Anyway to get back to the topic in question- dealing with death, real death row patients just living out their lives raises uncomfortable questions in my mind about the practice of the medical profession to use scare mongering and even death mongering to make a living. Haven’t we all – basically all doctors including me, been guilty of saying at some point or the other of “oh, you are over weight? You are obese? You have diabetes? You have hypertension (high BP)? You are going to die- you are going to have an heart attack you are going to have a stroke or you are going to have a so-and-so” just to get a patient to agree to some test or treatment which we feel that they may hesitate to commit to? Even though we may justify it as being in the patients best interests surely we alone know the truth if it really was for the benefit of the patient or if it was a tight month with a lot of unpaid bills piling up for us. I am not pointing fingers but just throwing up some hard truths here.

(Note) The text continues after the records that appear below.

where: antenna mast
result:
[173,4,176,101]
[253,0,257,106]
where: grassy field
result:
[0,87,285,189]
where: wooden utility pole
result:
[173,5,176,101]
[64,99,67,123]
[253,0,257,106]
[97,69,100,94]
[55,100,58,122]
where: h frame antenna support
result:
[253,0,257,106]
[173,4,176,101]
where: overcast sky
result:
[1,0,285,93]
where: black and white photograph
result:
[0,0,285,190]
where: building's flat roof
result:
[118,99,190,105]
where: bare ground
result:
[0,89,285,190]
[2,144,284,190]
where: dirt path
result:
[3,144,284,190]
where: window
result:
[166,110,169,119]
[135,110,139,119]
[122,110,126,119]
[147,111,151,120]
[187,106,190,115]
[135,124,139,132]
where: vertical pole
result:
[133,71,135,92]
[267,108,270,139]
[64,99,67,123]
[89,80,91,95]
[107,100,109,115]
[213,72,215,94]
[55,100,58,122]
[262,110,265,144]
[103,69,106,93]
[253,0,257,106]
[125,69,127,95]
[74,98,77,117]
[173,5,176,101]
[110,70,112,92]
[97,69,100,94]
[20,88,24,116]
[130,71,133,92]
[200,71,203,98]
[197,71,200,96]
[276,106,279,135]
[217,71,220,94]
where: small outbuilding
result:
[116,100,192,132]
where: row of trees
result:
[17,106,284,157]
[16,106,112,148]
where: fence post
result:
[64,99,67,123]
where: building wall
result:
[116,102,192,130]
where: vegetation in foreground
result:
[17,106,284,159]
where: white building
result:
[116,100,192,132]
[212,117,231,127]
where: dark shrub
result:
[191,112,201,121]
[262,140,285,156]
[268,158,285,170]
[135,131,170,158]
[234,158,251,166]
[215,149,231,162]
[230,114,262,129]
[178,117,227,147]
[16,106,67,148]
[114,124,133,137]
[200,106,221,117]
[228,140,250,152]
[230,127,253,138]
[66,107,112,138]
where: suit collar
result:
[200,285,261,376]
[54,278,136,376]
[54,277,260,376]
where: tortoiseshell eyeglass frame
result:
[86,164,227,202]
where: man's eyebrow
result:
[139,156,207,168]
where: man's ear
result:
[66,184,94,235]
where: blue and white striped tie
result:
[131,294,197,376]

Besides, the worst culprits in such scenarios are not even the doctors themselves who know when not to talk too much but the support staff - especially in the corporate hospitals who prime the patients with fear before unleashing the doctor on the frightened patients. Naturally people who cannot make the distinction between causal and casual take association studies seriously enough to believe that they are going to die soon and hence sign up for whatever unwanted treatment fads the corporate hospital is pushing currently. At least when I was practicing cosmetic treatments the most I could do was appeal to people’s vanity “I can make you look as young as your daughter, madam, so that on her wedding night people will wonder who the actual bride is” and such marketing spiels. But people who throw words like heart attacks, strokes and deaths so casually frighten even me into believing that a little bit of weight around the waist and you are a walking corpse who doesn’t know it yet. Seriously dudes (fellow docs?) do we have to resort to this level to make a living? Why don’t we tell those corporate receptionist/front office types where they get off and stop scaring our patients? After all the real judge of people’s lives are they themselves and if they do feel they don’t mind, who are we to predict death for them? After all we live in India- a place where death is a constant companion- your building may collapse on your head any day you sit relaxed at home, a rich young brat may plough his jaguar into you any minute on the road and even the police may do an encounter death on you if they don’t find anyone else to fill their caseloads by the end of the month- shit happens in India naturally so why add to it by scaring people?
All I am saying is lets advice and counsel our patients to our hearts content but lets do it in a postive way stressing on the benefits of healthy living and being fit. Lets not use the threat of impending death to make patients take notice/care oftheir own health. After all if it for their benefit shouldn’t they invest in it? As someone once said, the truth shall let you free- so lets all tell the truth and hope our patients take care of themselves because they want to and not because they are afraid. Lets trust our patients to make the right decision for themselves, ok?